One afternoon she took me to see a double bill of Preston Sturges movies. I’d never heard of him but was instantly won over by all the prestissimo dialogue and dry wit. For weeks we quoted Barbara Stanwyck’s delicious one-liners from The Lady Eve, a movie that had particular resonance for me, because it belonged to that odd subgenre of parent-child con-artist movies I loved, like Paper Moon and The Grifters—films that stirred unresolved (probably unconscious) feelings about my own father, who himself was a low-level con artist (or at least that was how my mother used to talk about him, though she was typically oblique and light on details).*
In The Lady Eve, Barbara Stanwyck’s character is conscripted by her father into a life of crime. He teaches her that crime is an art, that the criminal is a kind of demiurge who stands outside pedestrian moral economies, that “sucker-sapiens” deserve to be conned—offering as proof of their deservedness the ease with which he cons them. The father is genial and pleasant, we’re not meant to despise him, but I did. He was more like a pimp than a father. He calls Barbara Stanwyck his “minx.” He openly exploits her beauty as a lure, bait for the traps he laid to cozen the “sucker-sapiens.”

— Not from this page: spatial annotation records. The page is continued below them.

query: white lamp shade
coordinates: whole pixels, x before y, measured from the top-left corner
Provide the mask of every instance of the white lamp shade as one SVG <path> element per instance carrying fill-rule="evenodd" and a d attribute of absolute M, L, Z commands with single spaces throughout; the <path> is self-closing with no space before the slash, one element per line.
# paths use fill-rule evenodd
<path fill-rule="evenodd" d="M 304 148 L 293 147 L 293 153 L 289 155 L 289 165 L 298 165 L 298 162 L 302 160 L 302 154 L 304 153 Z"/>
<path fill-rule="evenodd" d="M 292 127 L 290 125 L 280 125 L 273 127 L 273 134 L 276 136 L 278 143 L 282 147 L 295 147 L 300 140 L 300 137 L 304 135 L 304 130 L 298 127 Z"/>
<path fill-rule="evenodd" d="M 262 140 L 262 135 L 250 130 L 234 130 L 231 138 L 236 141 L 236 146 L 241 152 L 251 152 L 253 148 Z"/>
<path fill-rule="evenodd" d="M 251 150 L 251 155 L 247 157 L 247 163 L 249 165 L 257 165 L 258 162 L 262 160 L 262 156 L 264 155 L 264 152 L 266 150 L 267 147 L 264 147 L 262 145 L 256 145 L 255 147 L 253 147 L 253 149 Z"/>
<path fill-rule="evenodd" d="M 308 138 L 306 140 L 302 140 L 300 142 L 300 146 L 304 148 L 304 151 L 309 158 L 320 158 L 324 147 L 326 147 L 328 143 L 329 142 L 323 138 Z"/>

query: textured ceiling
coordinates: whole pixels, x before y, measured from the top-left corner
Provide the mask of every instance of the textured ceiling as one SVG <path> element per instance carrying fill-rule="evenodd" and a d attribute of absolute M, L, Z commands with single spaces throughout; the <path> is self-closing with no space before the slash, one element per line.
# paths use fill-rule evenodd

Jean goes along with her father, just as my brothers went along with mine—but I rebelled. I told my father I wasn’t going to study business. I outed myself as an atheist. I looked down upon my father. I believed I was morally superior to him and to everyone in my family—money was crude, business was crude. I was attracted to higher things. I had great artistic ambitions. I wanted to know about Nabokov and cinema and goat cheese from the Pyrenees. I resented and judged my brothers—who, it was true, were simply following the rules laid out by my father—but he’d laid out those same rules for me and I found a way around them. I saw their obedience as contemptible weakness. They in turn saw me as snobbish and delusional.